General

Unable to write

Our firm has over time lodged transfers where the powers of attorney to transfer or mortgage was duly signed by the grantors, one of whom is unable to write and signed by means of a cross or a thumbprint. Such mark or thumbprint is always duly identified as the mark of the person who made the mark or thumbprint by placing his or her name directly under the mark or thumbprint, as is almost universally accepted practice. There can be no mistaking that the mark or thumbprint was made by that person.

Section 95 of the Deeds Registries Act 47/1937 (DRA) applies to the attestation of the signatures of signatories to powers of attorney to be lodged in the Deeds Office reads as follows:

95. Attestation of powers of attorney executed in the Republic.—(1) Any power of attorney executed within the Republic shall, if it purports to give authority to pass, cede, amend or cancel a deed capable of being registered or to perform any act proper to be performed in a deeds registry, be attested either by two witnesses above the age of fourteen years, competent to give evidence in any court of law in the Republic, or by a magistrate, justice of the peace, commissioner of oaths or notary public, duly described as such….

The powers of attorney are always witnessed (attested) strictly in accordance with the provisions of section 95 of DRA.

The requirement by a commissioner of oaths stating that a mark/thumbprint was made by a specific person who is unable to write is a requirement in terms of Regulations 4 to the Justices of the Peace and Commissioners of Oaths Act 16/1993 (copy of the regulations enclosed) and applies specifically to the administering of an oath or affirmation – it does not relate or apply to a power of attorney or any other document that is not an affidavit or confirmation as referred to in the said Act and Regulations.

The Deeds Manual states that the mark or thumb print must be confirmed by a commissioner of oaths who must confirm that it is such person’s mark or thumbprint.
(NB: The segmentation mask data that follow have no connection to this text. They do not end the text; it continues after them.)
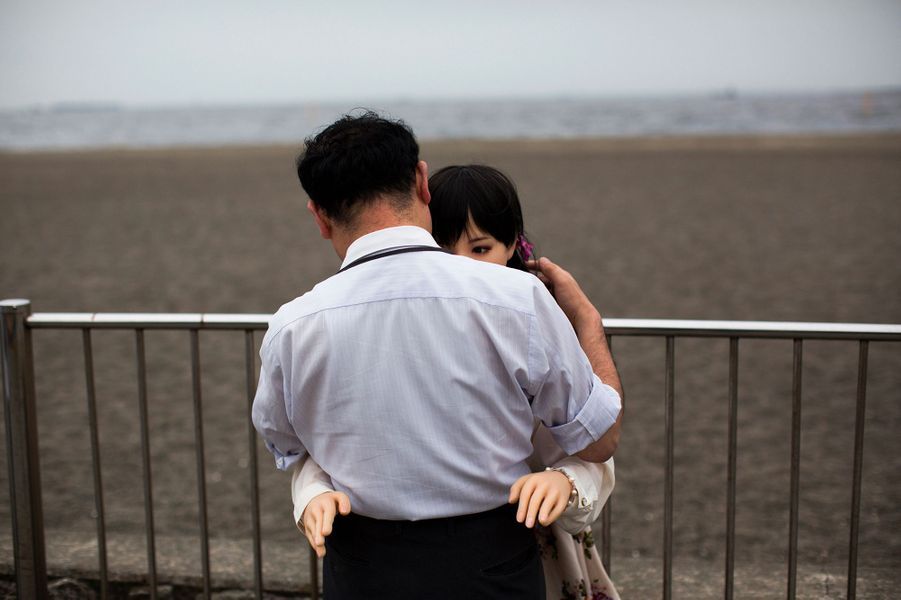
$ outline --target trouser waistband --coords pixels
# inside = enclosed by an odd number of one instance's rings
[[[337,517],[344,520],[348,526],[358,532],[371,535],[390,534],[441,534],[441,533],[467,533],[470,531],[482,531],[490,523],[516,521],[516,505],[504,504],[480,513],[469,515],[457,515],[453,517],[438,517],[435,519],[421,519],[418,521],[393,521],[386,519],[374,519],[351,513],[346,517]]]

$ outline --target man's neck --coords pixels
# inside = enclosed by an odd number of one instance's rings
[[[412,225],[421,227],[429,233],[432,231],[432,221],[428,215],[426,208],[425,215],[417,211],[411,211],[410,214],[400,214],[393,210],[390,206],[383,203],[375,203],[367,207],[356,219],[357,226],[354,228],[336,228],[332,234],[332,245],[335,252],[341,260],[347,255],[347,249],[358,238],[366,234],[389,227],[401,227],[403,225]]]

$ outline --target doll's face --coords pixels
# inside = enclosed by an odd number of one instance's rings
[[[466,231],[448,248],[454,254],[505,266],[513,256],[515,244],[505,246],[491,234],[469,221]]]

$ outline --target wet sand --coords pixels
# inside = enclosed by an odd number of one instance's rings
[[[304,211],[294,153],[0,153],[0,296],[29,298],[36,312],[271,313],[337,266]],[[432,170],[479,161],[506,171],[539,252],[569,268],[606,317],[901,323],[901,136],[424,142],[423,157]],[[81,337],[40,331],[34,341],[45,522],[90,537]],[[94,348],[108,527],[140,532],[133,334],[96,332]],[[251,531],[243,338],[207,333],[201,350],[210,527],[241,539]],[[618,557],[662,554],[664,350],[659,339],[614,340],[628,407],[614,580]],[[844,573],[857,353],[847,342],[804,346],[802,570]],[[166,534],[197,531],[189,356],[187,334],[147,333],[155,518]],[[676,343],[675,567],[709,564],[712,581],[725,552],[727,358],[726,340]],[[736,562],[772,563],[776,574],[787,556],[791,374],[790,341],[742,342]],[[871,344],[862,566],[901,567],[899,389],[901,344]],[[287,478],[260,451],[264,542],[297,540],[300,554]]]

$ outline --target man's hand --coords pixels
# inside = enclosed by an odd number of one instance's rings
[[[569,271],[543,256],[539,260],[528,261],[526,266],[536,271],[538,279],[543,281],[554,295],[563,314],[572,324],[592,370],[601,381],[616,390],[620,399],[623,399],[623,386],[613,357],[610,355],[610,348],[607,347],[601,313],[582,291],[579,282]]]
[[[524,522],[531,528],[537,518],[539,523],[547,526],[563,514],[571,493],[572,484],[566,475],[560,471],[541,471],[517,479],[510,488],[508,502],[519,501],[517,522]]]
[[[569,271],[543,256],[528,261],[526,266],[548,287],[577,334],[580,329],[600,325],[600,313]]]
[[[332,533],[336,513],[350,514],[350,498],[342,492],[326,492],[310,500],[300,517],[304,535],[319,558],[325,556],[325,537]]]

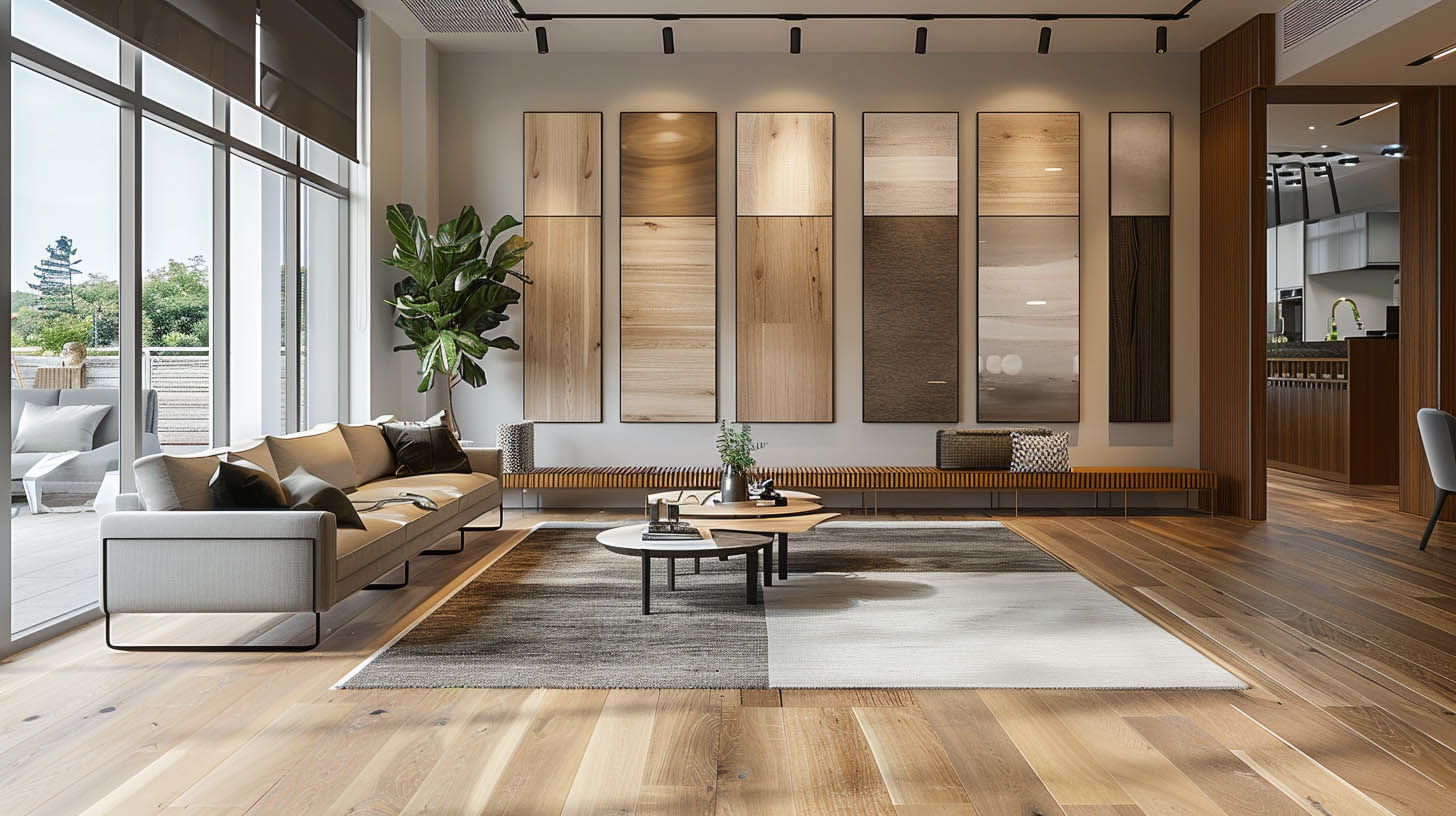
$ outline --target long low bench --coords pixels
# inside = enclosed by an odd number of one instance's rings
[[[1198,491],[1208,494],[1212,508],[1218,479],[1212,471],[1196,468],[1081,467],[1067,473],[1012,473],[1005,470],[941,470],[934,467],[843,465],[832,467],[768,467],[752,473],[755,479],[772,478],[778,487],[795,490],[983,490],[1017,494],[1022,491],[1128,493]],[[715,488],[722,478],[718,468],[702,467],[541,467],[506,473],[507,489],[519,490],[659,490]],[[878,501],[876,502],[878,504]]]

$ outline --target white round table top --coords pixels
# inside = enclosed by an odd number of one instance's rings
[[[721,502],[718,504],[681,504],[678,515],[683,518],[772,518],[773,516],[798,516],[817,513],[824,508],[817,502],[804,499],[789,499],[787,504],[758,504],[757,502]]]
[[[597,543],[613,552],[647,552],[671,555],[682,553],[686,556],[719,554],[725,550],[739,551],[759,549],[763,546],[762,541],[745,543],[742,539],[719,540],[713,538],[713,534],[707,530],[699,529],[702,538],[694,541],[690,539],[665,539],[665,540],[644,540],[642,534],[647,531],[646,524],[628,524],[625,527],[613,527],[597,533]]]

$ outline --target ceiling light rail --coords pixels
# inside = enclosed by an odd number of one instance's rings
[[[882,13],[882,12],[564,12],[541,14],[530,12],[519,0],[511,0],[512,16],[530,22],[552,20],[1152,20],[1169,22],[1186,20],[1200,0],[1192,0],[1176,12],[969,12],[969,13]]]

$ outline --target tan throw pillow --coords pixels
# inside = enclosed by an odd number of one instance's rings
[[[344,444],[349,446],[349,456],[354,460],[355,486],[394,472],[394,454],[378,425],[339,425],[339,432],[344,435]]]
[[[349,446],[344,442],[339,426],[267,439],[274,473],[291,474],[304,468],[340,490],[358,486],[354,476],[354,459],[349,455]]]
[[[110,405],[37,405],[20,410],[20,429],[10,449],[16,453],[88,451],[96,427],[111,411]]]
[[[244,462],[252,462],[263,469],[263,472],[278,478],[278,468],[273,466],[273,452],[268,449],[268,440],[259,439],[250,447],[238,446],[228,451],[228,461],[241,459]]]
[[[148,510],[211,510],[212,475],[218,458],[212,454],[170,456],[156,454],[138,459],[137,492]]]

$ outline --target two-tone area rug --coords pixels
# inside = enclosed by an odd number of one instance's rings
[[[1244,688],[997,522],[836,522],[749,606],[743,558],[666,562],[641,614],[601,525],[543,524],[342,688]]]

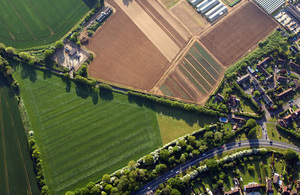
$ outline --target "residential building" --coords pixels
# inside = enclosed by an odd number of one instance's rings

There is no obligation on anyone to comply with a rule or practice that is patently wrong, which this practice is. The rule is referred to on page 1-50 of the Deeds Manual as well as on page 1-150, first bullet stating:

If a person signs a power of attorney by affixing a mark/thumbprint it must be commissioned as per regulation 4(1) of the Justices of the Peace and Commissioners of Oaths Act 16/1963 on each page on which the mark/thumbprint appears.

On both pages 1-50 and 1-150 this requirement is stated with no authority to back the requirement. As stated previously the regulations to Act 16/1963 deal with something completely unrelated to the signing of a power of attorney. Regulation 4(1) refers to a deponent, meaning a person making an affidavit or an affirmation. To make an assumption that this also applies or should apply to a power of attorney (or any other document other than an affidavit/affirmation) is in our opinion an intolerable situation and clearly incorrect. This is even more of an incorrect practice in view of the fact that clear rules for the attestation of powers of attorney are set out in section 95 of DRA. The practice wastes time and effort and costs clients money. Besides being an incorrect and unnecessary application of the Regulations made in terms of the Justices of the Peace and Commissioners of Oaths Act 16/1963 to an unrelated legal act, deeds are rejected requiring the compliance with regulations.

We suggest that the Deeds Manual be amended to delete this as a requirement when powers of attorney are signed by a person who cannot write.

Dudley Lee

Reader Comments:

Kingsley Kingon 09/03/2018:

Our Registrars of Deeds seem to fancy themselves as legislators as is evidenced by the Registrars' circulars and the Conference Resolutions with which we are bombarded!